That, as they say, is a story for another time. My various jobs took me to more than 26 countries around the world, and in between times I got my PPL (Private Pilot’s Licence) with night and IMC ratings which came in useful from time to time. I finished up with three jobs at the same time, one here, one in Belgium and one in France. This, obviously, could not continue and I was eventually escorted away by men in white coats (well, not quite) burnt out and with a complete mental breakdown at the age of 57.
We moved from the hustle and bustle of Kent to the peace and tranquillity of Lincolnshire where we lived a very happy life until my wife of 43 years, Ann, died. I have a daughter in Norfolk; another in Majorca and my son is in Los Angeles. Each of my children has two children of their own. So, Granddad has a fair bit of family visiting to do.
One of my good friends at Halton, Tony Coles, managed to track me down for the 35th reunion and I fully intended to go. However, for the first and so far, only time in my life, I got the day wrong and turned up the day after everyone else had been and gone. I felt so sorry and such a fool and I had flown over from France especially to be there.

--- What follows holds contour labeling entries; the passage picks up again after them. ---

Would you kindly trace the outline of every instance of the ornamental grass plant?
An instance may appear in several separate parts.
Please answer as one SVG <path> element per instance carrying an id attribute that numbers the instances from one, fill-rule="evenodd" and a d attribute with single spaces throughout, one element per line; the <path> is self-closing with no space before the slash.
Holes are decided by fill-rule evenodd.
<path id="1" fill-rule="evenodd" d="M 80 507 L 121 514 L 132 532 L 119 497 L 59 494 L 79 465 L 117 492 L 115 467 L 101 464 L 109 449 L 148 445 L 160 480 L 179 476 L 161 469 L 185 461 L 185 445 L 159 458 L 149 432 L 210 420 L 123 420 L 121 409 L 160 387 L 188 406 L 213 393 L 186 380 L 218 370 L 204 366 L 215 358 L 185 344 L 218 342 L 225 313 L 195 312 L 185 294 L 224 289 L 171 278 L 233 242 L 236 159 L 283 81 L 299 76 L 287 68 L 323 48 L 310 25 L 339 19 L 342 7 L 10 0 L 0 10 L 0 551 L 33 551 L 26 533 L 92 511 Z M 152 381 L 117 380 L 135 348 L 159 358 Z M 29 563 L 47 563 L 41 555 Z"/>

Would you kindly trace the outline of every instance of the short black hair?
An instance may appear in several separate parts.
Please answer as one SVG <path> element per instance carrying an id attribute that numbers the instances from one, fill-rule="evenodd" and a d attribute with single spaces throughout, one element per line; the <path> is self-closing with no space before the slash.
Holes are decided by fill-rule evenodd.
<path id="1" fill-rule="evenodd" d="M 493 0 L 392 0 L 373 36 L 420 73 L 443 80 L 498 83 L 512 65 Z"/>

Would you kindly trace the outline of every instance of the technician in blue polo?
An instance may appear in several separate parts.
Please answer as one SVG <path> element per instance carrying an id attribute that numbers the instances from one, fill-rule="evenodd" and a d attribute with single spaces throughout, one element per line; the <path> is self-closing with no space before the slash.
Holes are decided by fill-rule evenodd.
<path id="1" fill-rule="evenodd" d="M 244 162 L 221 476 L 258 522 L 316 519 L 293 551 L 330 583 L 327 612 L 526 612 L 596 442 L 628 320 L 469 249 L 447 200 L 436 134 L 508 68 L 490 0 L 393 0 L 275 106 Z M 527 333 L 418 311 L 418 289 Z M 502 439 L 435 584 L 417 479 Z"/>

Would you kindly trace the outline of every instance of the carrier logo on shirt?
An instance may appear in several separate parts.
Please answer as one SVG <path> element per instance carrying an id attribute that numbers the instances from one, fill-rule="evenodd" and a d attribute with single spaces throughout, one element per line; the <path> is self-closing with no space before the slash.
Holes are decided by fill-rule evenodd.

Sadly, I was not able to attend our 50th either as, since my breakdown; I have been unable to cope with groups of more than six people. This is such a disappointment to me as I am sure there will be many old friends that I would love to meet.
Paul Lampard (74th).
Sadly, Paul died January 2013
[End of page].
PPL (Private Pilot’s Licence) with night and IMC ratings
The basic PPL licence allows the pilot to fly in daylight only - for those who want to fly in the still night skies, one needs the Night qualification which allows the holder to fly before sunrise and after sunset. The IMC (Instrument Meteorological Conditions) rating allows the pilot to fly in marginal weather conditions including cloud, radio navigation and instrument approaches.